Case ID: ad2d_297/html/0618-02.html
Source: Caselaw Access Project
Author: {"author": "", "license": "Public Domain", "url": "https://static.case.law/"}
Date Created: 2024-08-24T03:29:51.129683

Christine Cardella et al., Appellants, v Fred Giancola et al., Respondents.
    [747 NYS2d 31]
   A note required the defendants to pay the plaintiffs the principal sum of $155,000 in full by May 31, 1994. The plaintiffs made a prima facie showing of entitlement to judgment as a matter of law by proving the existence of the subject note and nonpayment according to its terms (see Gregorio v Gregorio, 234 AD2d 512). The burden was therefore on the defendants to establish the existence of a triable issue of fact (see Neuhaus v McGovern, 293 AD2d 727, 728; Gregorio v Gregorio, supra).

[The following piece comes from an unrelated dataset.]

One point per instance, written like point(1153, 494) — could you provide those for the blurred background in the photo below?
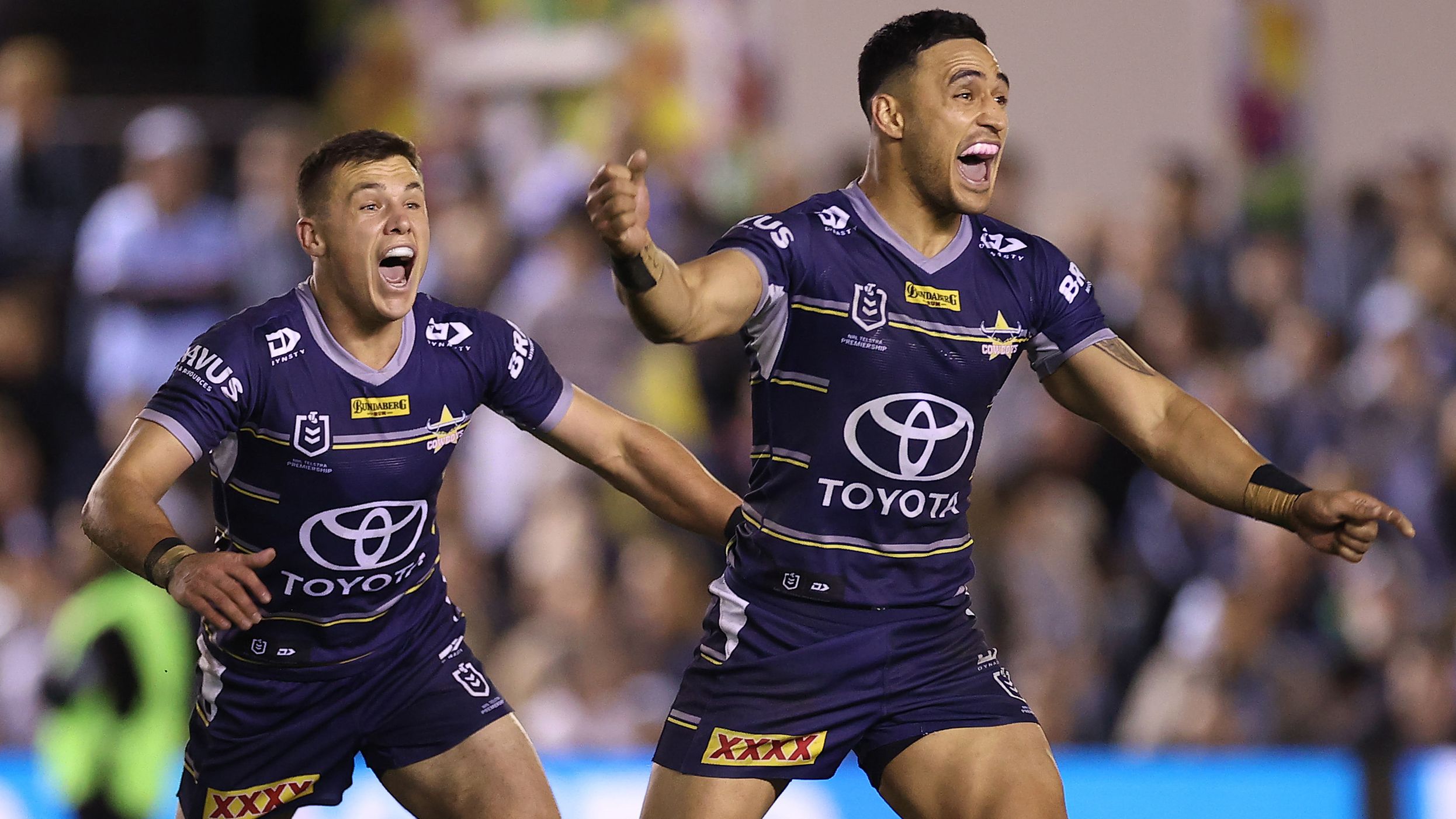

Contrary to the defendants’ contention, they failed to establish that they made a valid tender in August 1994 of the full amount due plus interest to the time of the tender (see National Sav. Bank v Hartmann, 179 AD2d 76). Furthermore, to stop the running of interest, a tender of payment must be unconditional (see Matter of Jeffrey Towers v Strauss, 31 AD2d 319, 325, affd 26 NY2d 812). Although the defendants did not dispute that they owed $147,000 of the principal amount, they sought to impose a condition that the plaintiffs place the remaining $8,000 of the principal in escrow pending resolution of a dispute over real estate transfer taxes. As the defendants did not unconditionally tender the full amount due on the note, the Supreme Court erred in concluding that the plaintiffs were not entitled to interest on $147,000 of the principal.

Furthermore, the Supreme Court erred in its determination that the defendants’ claim for real estate transfer taxes presented a valid setoff to the amount due on the mortgage note. The note did not require such payment by the plaintiffs as a condition precedent to the defendants’ repayment obligation, and the counterclaim is not inextricably intertwined with, or inseparable from, the defendants’ obligation on the note (see Neuhaus v McGovern, supra; Banco do Estado de Sao Paulo S.A. v Mendes Jr. Intl. Co., 249 AD2d 137). Accordingly, summary judgment should have been granted to the plaintiffs and the counterclaim severed. O’Brien, J.P., H. Miller, Schmidt and Cozier, JJ., concur.